We leave the film with these characters, fully realized, living inside our minds and our hearts as though we met them and know them. Each of them so clearly defined, no person who watched this movie would have a hard time explaining the story and would be able to remember every scene, from the smallest details (like what they ate at a diner) to the broader themes about people who choose to hide rather than live their lives.
Characters in movies now often are written with shortcuts to sympathy because they fit into a certain category or they’re afflicted with some kind of mental illness that defines who they are. It’s much harder to tell stories about ordinary people living out their lives. That makes this movie one that requires no kind of prior knowledge or in-the-know ideology — it’s simply a great story, well-told.
Hatred is an easy emotion to slip into. It can feel so good to be mean to other people, especially if we’ve convinced ourselves it’s justified. I saw one review of this movie that called it “imperfect” and another tweet that said something similar. That annoyed me to no end and was a reminder of why too many films have sucked so badly lately. We just don’t seem to have built a system that enriches and cultivates the best of them. But then I remember how easy it is to become a character in an Alexander Payne movie. How easy it is to cut yourself off from other people because they disappoint you or annoy you or enrage you.

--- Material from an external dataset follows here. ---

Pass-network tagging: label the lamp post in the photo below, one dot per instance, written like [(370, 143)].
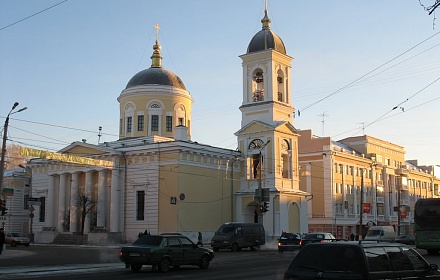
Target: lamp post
[(5, 133), (260, 188), (31, 207)]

Maybe, just maybe, you see a movie that leaves you changed. And you’re no longer Mr. Potter hiding the bank deposit and forcing George Bailey to humiliate himself. Now you’re Bailey himself, running through Bedford Falls, grateful for all of the good things on offer. The Holdovers is that movie too. It’s one that entire families could see and enjoy at Christmastime, as long as the gatekeepers keep that gate unlocked. It might sound corny or sappy, but now we know what it’s like to live without it. We know what it’s like to miss it. It’s that ancient concept that never dies: catharsis.
This is just not something we see every day in Hollywood, much less the Oscar race. But we need it. We need it as people. We need it as a country.